SF-NNUE - failed to store learned nn.bin

Discussion of anything and everything relating to chess playing software and machines.

Moderators: hgm, Rebel, chrisw

frankp
Posts: 228
Joined: Sun Mar 12, 2006 3:11 pm

SF-NNUE - failed to store learned nn.bin

Post by frankp »

Downloaded the precompiled version of SF-NNUE and followed the receipe for producing a net - a small test run of 1M loops for the training data and 100k for the validation.
All seemed to progress fine, but no net was stored in ./eval/final when the process finished.
No idea why. The final output from the learning phase is listed below. If anyone else had this problem and can tell what I did wrong, I would be grateful.
(Everything, including the "stockfish....nnue-learn.exe" prog was in a test folder. With evalsave, trainingdata and validationdata as subfolders.)

//-----------------------------------------------------------------------------------------------------------------------
INFO: largest min activation = 0, smallest max activation = 0.210686
PROGRESS: Fri Jul 31 23:00:43 2020, 99000007 sfens, iteration 99, eta = 1, hirate eval = 20 , test_cross_entropy_eval = 0.358933 , test_cross_entropy_win = 0.683994 , test_entropy_eval = 0.220314 , test_entropy_win = 0.184951 , test_cross_entropy = 0.358933 , test_entropy = 0.220314 , norm = 1.17898e+08 , move accuracy = 25.731% , learn_cross_entropy_eval = 0.256236 , learn_cross_entropy_win = 0.712858 , learn_entropy_eval = 0.215104 , learn_entropy_win = 0.188667 , learn_cross_entropy = 0.256236 , learn_entropy = 0.215104
INFO: observed 39071 (out of 43979) features
INFO: (min, max) of pre-activations = -2.77732, 2.18353 (limit = 258.008)
INFO: largest min activation = 0, smallest max activation = 0.5501
INFO: largest min activation = 0.408566, smallest max activation = 0.155009
INFO: largest min activation = 0, smallest max activation = 0.23154

finalize..all threads are joined.
info string SkipLoadingEval set to true, Net not loaded!
Check Sum = 0
save_eval() start. folder = evalsave/final
PS D:\downloads\chess\stockfish-nnue-2020-07-19\test>
dkappe
Posts: 1631
Joined: Tue Aug 21, 2018 7:52 pm
Full name: Dietrich Kappe

Re: SF-NNUE - failed to store learned nn.bin

Post by dkappe »

There are some bugs around this.

Search for all instances of “evalsave.” The last time it rejects a checkpoint, it’ll restore from the last accepted net.
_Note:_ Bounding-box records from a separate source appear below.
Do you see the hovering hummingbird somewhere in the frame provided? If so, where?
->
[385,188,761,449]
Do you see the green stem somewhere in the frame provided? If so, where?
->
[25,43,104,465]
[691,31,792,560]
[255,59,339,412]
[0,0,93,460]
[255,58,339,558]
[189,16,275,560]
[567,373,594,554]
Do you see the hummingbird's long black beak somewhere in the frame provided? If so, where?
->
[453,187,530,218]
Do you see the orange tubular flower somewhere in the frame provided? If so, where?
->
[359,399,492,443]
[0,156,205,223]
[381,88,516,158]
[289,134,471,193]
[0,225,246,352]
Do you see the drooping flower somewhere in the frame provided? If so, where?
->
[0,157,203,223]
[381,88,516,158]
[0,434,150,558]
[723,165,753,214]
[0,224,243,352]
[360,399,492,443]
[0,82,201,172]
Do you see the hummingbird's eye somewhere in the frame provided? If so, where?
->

It’ll be in evalsave/9/nn.bin (just using 9 as an example).
Fat Titz by Stockfish, the engine with the bodaciously big net. Remember: size matters. If you want to learn more about this engine just google for "Fat Titz".
frankp
Posts: 228
Joined: Sun Mar 12, 2006 3:11 pm

Re: SF-NNUE - failed to store learned nn.bin

Post by frankp »

Thanks for replying.
Nothing written anyway, as far as I can tell.
Repeated the process with the same result.
No idea what I am doing. Just following the readme receipe, so perhaps not a surprising result :)
Joerg Oster
Posts: 937
Joined: Fri Mar 10, 2006 4:29 pm
Location: Germany

Re: SF-NNUE - failed to store learned nn.bin

Post by Joerg Oster »

frankp wrote: Sat Aug 01, 2020 9:57 am Thanks for replying.
Nothing written anyway, as far as I can tell.
Repeated the process with the same result.
No idea what I am doing. Just following the readme receipe, so perhaps not a surprising result :)
How large did you choose 'eval_save_interval'?
Did you ever see a message like

Code: Select all

save_eval() start. folder = evalsave/4
save_eval() finished. folder = evalsave/4
loss: 0.230231 < best (0.231039), accepted
If after 99 iterations nothing was saved in 'evalsave' folder,
it can only mean this interval was set too large.
Jörg Oster
frankp
Posts: 228
Joined: Sun Mar 12, 2006 3:11 pm

Re: SF-NNUE - failed to store learned nn.bin

Post by frankp »

Just cut-and-pasted the Readme commands - without understanding. See below.
So ... eval_save_interval 250000000
Perhaps then did not have enough data for eval_save to be triggered. Loop=1M and validation 100k as a quick test
"gensfen depth 2 loop 1000000 use_draw_in_training_data_generation 1 eval_limit 32000"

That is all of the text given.